ROS2 generated child thread scheduling policy affects timers

Hello.
We are investigating and studying the ROS2 real-time in a team.

After checking the basic ROS2 functionality and pendulum_demo, I’ve noticed that ROS2 generates multiple threads in the background.

In particular, the scheduling priority of DDS-generated threads may affect on timer and communication latency.
Therefore, we are investigating the effect of the priority of child threads generated by ROS2 on timers and communication.

This post presents a basic investigation and the experimental results of the effect of the thread’s priority on timers.

The results and source code for each measurement can be found on github here.

Environment

The main environment is as follows:

  • Hardware : Raspberry Pi 3B +
  • OS : ubuntu 18.04 4.19.55-rt24-v7+
  • ROS Distro : ROS 2 Eloquent Elusor
  • DDS : FastRTPS or CycloneDDS

All tasks were assigned to each core as follows.

  • Core 0 : Kernel Thread
  • Core 1~3: Measurement only (no CPU migration)

Building Environment shows detailed instructions.

To confirm the real-time capability, I measured the nanosleep wake-up latency with cyclictest.
The nanosleep wake-up latency falls within the range of 10~60 us, so that its jitter was small.

cyclictest_pure_kernel_vs_rt_kernel

Basic investigation of ROS2 generated child threads

Threads num

I investigated the thread number in a variety of cases with different numbers of nodes and topics.

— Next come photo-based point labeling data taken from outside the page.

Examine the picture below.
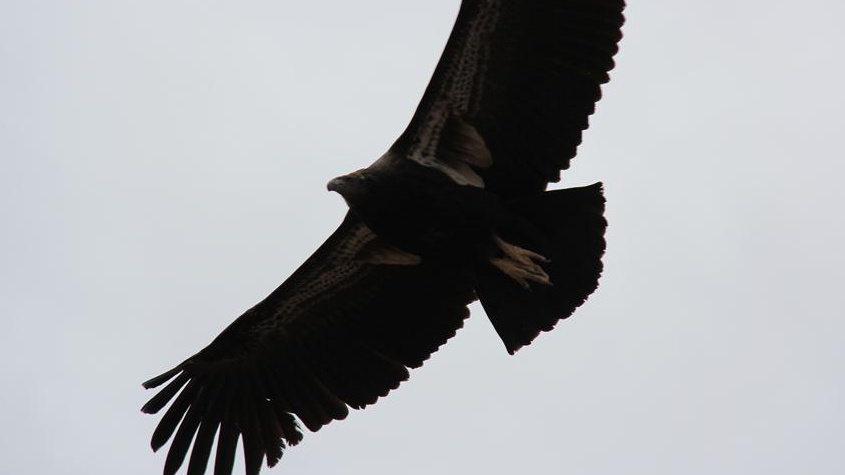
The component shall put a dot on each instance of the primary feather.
(455, 210)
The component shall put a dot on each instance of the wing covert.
(525, 75)
(338, 333)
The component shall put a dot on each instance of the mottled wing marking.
(342, 271)
(458, 96)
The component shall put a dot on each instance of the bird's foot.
(521, 265)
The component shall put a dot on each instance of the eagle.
(456, 210)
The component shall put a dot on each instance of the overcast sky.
(163, 167)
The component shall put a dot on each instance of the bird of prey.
(455, 210)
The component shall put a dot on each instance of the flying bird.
(455, 210)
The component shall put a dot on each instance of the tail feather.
(568, 228)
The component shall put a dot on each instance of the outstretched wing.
(513, 91)
(341, 331)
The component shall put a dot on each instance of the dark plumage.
(455, 210)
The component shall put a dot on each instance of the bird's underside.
(456, 210)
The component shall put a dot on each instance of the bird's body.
(455, 211)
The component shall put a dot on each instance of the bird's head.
(353, 186)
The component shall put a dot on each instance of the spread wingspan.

  • Threads generated during initialization
  • 1 thread in rclcpp::init
  • Threads generated during the node decleration
  • FastRTPS : 5 threads / node
  • CycloneDDS : 7 threads

FastRTPS seems to generate threads on a per-node basis, and CycloneDDS seems to share 7 threads all nodes.
FastRTPS calls createParticipant and generates threads when ROS2 initializes a node.

Scheduling policies

It turns out that the child threads inherit the policy of the parent thread at the time of threads generation.
That is, the order to call functions will change the policy of the child threads as follows:

  • sched_setsuler(RR) -> rclcpp::init -> node definition : all RR
  • rclcpp::init -> sched_setscheduler(RR) -> node definition : rclcpp::init-generated thread only TS
  • rclcpp::init -> node definition -> sched_setscheduler(RR) : main only RR

Here, TS and RR mean as follows.
RR: Round-Robin schedule, it’s Real-time scheduling policy
TS: Time-Sharing(CFS), it’s non Real-time scheduling policy

For example, the pendulum_demo is running in the order init->node->sched, so only the main thread is RR and the other threads generated by ROS2 are TS.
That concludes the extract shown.